I would go as suggested, but in addition to that manually recreate the pytorch_model.bin.index.json
file to adjust the new mapping + rename the sharded files accordingly. I think this should work
So if let's say you want to load the first layer only your new .index.json
would look like:
{
"metadata": {
"total_size": 352494542848
},
"weight_map": {
"h.0.input_layernorm.bias": "pytorch_model_00002-of-0002.bin",
"h.0.input_layernorm.weight": "pytorch_model_00002-of-0001.bin",
"h.0.mlp.dense_4h_to_h.bias": "pytorch_model_00002-of-0002.bin",
"h.0.mlp.dense_4h_to_h.weight": "pytorch_model_00002-of-0002.bin",
"h.0.mlp.dense_h_to_4h.bias": "pytorch_model_00002-of-0002.bin",
"h.0.mlp.dense_h_to_4h.weight": "pytorch_model_00002-of-0002.bin",
"h.0.post_attention_layernorm.bias": "pytorch_model_00002-of-0002.bin",
"h.0.post_attention_layernorm.weight": "pytorch_model_00002-of-0002.bin",
"h.0.self_attention.dense.bias": "pytorch_model_00002-of-0002.bin",
"h.0.self_attention.dense.weight": "pytorch_model_00002-of-0002.bin",
"h.0.self_attention.query_key_value.bias": "pytorch_model_00002-of-0002.bin",
"h.0.self_attention.query_key_value.weight": "pytorch_model_00002-of-0002.bin",
"word_embeddings.weight": "pytorch_model_00001-of-0002.bin",
"word_embeddings_layernorm.bias": "pytorch_model_00001-of-0002.bin",
"word_embeddings_layernorm.weight": "pytorch_model_00001-of-0002.bin"
}
}
And you'll have to manually rename the pytorch_model_00002-of-0072.bin
file to pytorch_model_00002-of-0002.bin
Thank you for your quick reply. Is the file renaming necessary. Or can I just point to the correct file with original indices?

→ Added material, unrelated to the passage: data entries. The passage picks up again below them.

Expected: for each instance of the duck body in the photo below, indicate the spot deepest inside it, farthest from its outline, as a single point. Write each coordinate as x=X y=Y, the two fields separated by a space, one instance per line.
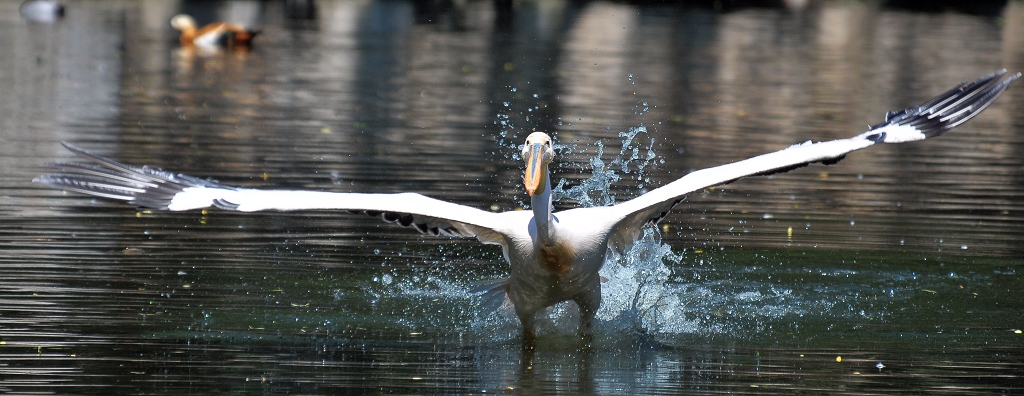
x=216 y=35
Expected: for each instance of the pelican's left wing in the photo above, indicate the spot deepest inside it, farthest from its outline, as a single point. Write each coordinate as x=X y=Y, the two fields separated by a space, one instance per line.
x=931 y=119
x=155 y=188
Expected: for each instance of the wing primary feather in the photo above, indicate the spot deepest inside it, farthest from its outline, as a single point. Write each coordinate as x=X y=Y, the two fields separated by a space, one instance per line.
x=145 y=186
x=928 y=120
x=945 y=111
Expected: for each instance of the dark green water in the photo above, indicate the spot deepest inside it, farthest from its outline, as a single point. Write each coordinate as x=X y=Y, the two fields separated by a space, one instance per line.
x=907 y=256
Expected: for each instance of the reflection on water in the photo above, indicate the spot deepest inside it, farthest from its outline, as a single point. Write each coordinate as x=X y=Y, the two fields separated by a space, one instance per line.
x=905 y=256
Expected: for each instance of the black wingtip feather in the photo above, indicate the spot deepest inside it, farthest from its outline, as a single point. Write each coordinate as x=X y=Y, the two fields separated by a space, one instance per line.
x=952 y=107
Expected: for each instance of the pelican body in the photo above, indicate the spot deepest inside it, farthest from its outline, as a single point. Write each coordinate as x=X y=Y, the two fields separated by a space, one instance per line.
x=553 y=257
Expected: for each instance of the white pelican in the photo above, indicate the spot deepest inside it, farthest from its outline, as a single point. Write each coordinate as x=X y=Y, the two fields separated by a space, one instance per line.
x=554 y=257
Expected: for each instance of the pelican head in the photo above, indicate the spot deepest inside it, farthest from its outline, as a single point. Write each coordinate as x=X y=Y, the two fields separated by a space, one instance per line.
x=538 y=154
x=182 y=23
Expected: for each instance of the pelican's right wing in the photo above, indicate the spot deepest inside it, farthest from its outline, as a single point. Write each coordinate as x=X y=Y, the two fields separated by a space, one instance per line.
x=931 y=119
x=155 y=188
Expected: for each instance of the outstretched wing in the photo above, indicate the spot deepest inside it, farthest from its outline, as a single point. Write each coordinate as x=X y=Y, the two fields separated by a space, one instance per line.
x=155 y=188
x=931 y=119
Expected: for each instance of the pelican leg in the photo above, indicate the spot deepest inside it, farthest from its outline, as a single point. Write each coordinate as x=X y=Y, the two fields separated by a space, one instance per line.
x=588 y=301
x=528 y=330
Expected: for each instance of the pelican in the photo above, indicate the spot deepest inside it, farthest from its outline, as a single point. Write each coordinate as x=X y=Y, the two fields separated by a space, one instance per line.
x=211 y=36
x=553 y=257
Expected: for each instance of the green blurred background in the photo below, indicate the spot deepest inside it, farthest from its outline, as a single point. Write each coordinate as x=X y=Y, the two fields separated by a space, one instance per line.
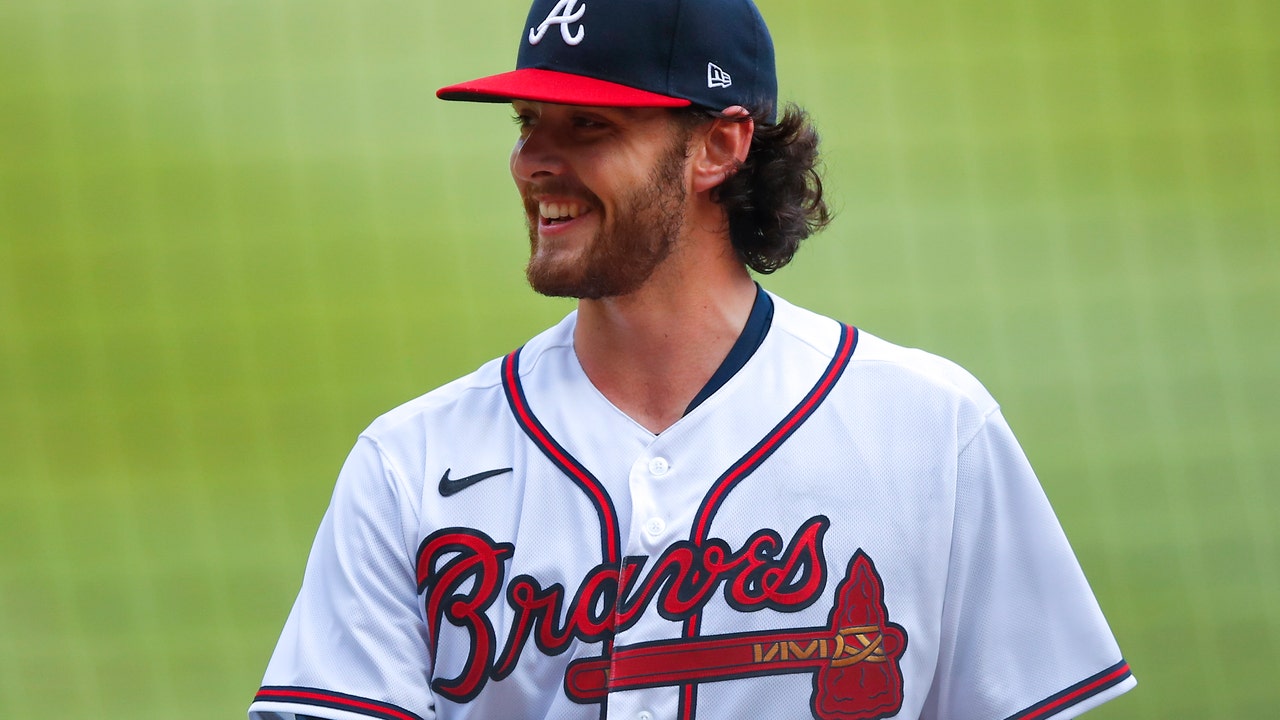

I think that you are right, you can try as you suggested and let me know!
Also do not forget to add as I forgot to put it above !
"ln_f.bias": "pytorch_model_00072-of-00072.bin",
"ln_f.weight": "pytorch_model_00072-of-00072.bin",
Hi. So I made this function that loads only the layers that you pass in, as a list.
bloom_dir = Path('/mounts/data/huggingface/bloom/')
def get_json(layers):
index = json.load(open(bloom_dir/'pytorch_model.bin.index.json','rt'))
load_dict = {}
load_dict['metadata'] = {'total_size': 352494542848}
load_dict['weight_map'] = {}
for k,v in index['weight_map'].items():
if k.startswith('h'):
l = int(k.split('.')[1])
if l in layers:
load_dict['weight_map'][k]=str(base_dir/v)
else:
load_dict['weight_map'][k]=str(base_dir/v)
return load_dict
The model can then be loaded as
json.dump(get_json([4]),open('./tmp/pytorch_model.bin.index.json','wt'))
model = AutoModel.from_pretrained('./tmp/')
The bloom_dir is the path where I cloned the repo using 'git clone https://huggingface.co/bigscience/bloom'
Hope it helps anyone who wants to do the same efficiently.
Nice! I'll close this discussion as it seems to be resolved. Feel free to re-open if you feel that the snippet doesn't solve the discussion.